Mais c’est pour mieux brosser le portrait esthétique du pays, dont le poil ne va pas toujours dans le bon sens, que le documentariste spécialiste de la mode n’y va pas avec le dos de la cuillère. Car la vieille Angleterre, apparemment très comme il faut et bien sous tous rapports, est une terre d’excès, qu’il en aille de l’uniforme aux vertus inclusives ou de la singularité aux accents excentriques.

On parle beaucoup couvre-chef dans British Style : le casque des policiers, les bobbies, « qui donne de l’autorité une fois dépassé le tout premier stade du ridicule », ou les chapeaux de ces dames chics aux courses hippiques d’Aston, « des explosions (…) tellement atroces que cela en devient une forme d’art ». Dans le style de Prigent, cela donne un passage en re­vue pas piqué des hannetons : « Grosse pâquerette chauve, bicorne de ­coquelicots explosés, chou à la crème fondu, abat-jour défoncé, airbag de marguerites, dégueulis de plumes d’autruches, chapeau volé sur une tombe »….

British Style - ARTE

Le recensement des modes qui ont plus ou moins secoué Albion passe par le « Chav », cette racaille qui se coiffe d’une casquette Burberry à petits carreaux, de la « Essex Girl » ou de la « Sloane », toutes deux au rayon BCBG, l’une tendance campagne, l’autre tendance urbaine. Avec, à chaque fois, un descriptif détaillé des accessoires indispensables. Sans oublier les punks, dont « la rébellion devient vite un uniforme comme les autres uniformes : le punk fait peur mais rentre dans la case ». Loïc Prigent ne goûte pas davantage l’uniforme des écoliers, qui les placerait d’emblée sous le joug de la norme et les ferait ressembler à des comptables en herbe…

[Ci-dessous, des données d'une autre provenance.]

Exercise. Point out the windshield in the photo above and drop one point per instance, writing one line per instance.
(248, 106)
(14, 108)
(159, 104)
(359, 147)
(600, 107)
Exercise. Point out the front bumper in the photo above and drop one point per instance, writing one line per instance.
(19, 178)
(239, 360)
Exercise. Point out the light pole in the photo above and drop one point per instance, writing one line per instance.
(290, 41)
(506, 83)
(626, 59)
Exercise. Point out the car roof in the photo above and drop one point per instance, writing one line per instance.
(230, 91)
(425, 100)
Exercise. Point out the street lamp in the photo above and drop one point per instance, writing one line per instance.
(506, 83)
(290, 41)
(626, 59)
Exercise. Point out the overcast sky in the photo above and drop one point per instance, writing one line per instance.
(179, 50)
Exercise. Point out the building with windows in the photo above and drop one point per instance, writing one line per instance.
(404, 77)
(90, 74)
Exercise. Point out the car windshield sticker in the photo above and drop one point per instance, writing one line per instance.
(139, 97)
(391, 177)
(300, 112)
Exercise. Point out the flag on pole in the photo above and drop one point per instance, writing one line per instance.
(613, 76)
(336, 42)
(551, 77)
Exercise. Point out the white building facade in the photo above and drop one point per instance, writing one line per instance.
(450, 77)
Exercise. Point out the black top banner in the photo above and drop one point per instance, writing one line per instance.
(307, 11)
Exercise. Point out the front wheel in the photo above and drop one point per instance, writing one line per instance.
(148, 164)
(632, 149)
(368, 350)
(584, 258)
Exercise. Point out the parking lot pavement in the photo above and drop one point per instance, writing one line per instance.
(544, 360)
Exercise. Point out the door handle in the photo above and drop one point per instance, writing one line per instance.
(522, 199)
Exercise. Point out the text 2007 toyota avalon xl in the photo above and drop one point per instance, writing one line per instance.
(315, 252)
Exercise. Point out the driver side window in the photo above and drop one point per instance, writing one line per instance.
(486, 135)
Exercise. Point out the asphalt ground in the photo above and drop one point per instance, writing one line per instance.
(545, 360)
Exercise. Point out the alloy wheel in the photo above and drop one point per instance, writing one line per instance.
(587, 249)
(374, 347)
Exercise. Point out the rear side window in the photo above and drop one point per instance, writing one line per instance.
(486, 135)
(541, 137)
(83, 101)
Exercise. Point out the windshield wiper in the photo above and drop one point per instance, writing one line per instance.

On aurait pu imaginer des développements plus approfondis vers le cinéma (Derek Jarman, figure excentrique et sublime du cinéma, mort du sida en 1994) ou vers les représentations du dandy (à la manière de l’écrivain et phi­losophe Patrick Mauriès, grand connaisseur des « choses anglaises »). Mais Loïc Prigent reste à la porte de la sphère du vestiaire, qui est son domaine d’excellence. Il ne manque bien sûr pas d’évoquer, en fin de propos, la garde-robe de la Queen, qu’il désigne comme « un Stabilo au milieu de la foule. » Et dont – qui l’eût cru ? – les tenues monochromes et flashy de pied en cap ont elles aussi influencé la mode contemporaine.

British Style est très bien et très vivement réalisé, léger, amusant et frais. Et sûrement tout à fait à sa place dans le cadre de cet été British, labellisé « Summer of Fish’n’Chips », de la chaîne franco-allemande qui, en première partie de soirée, s’offre une programmation digne de TF1 avec Coup de foudre à Notting Hill.

British Style, de Loïc Prigent (Fr., 2017, 52 min).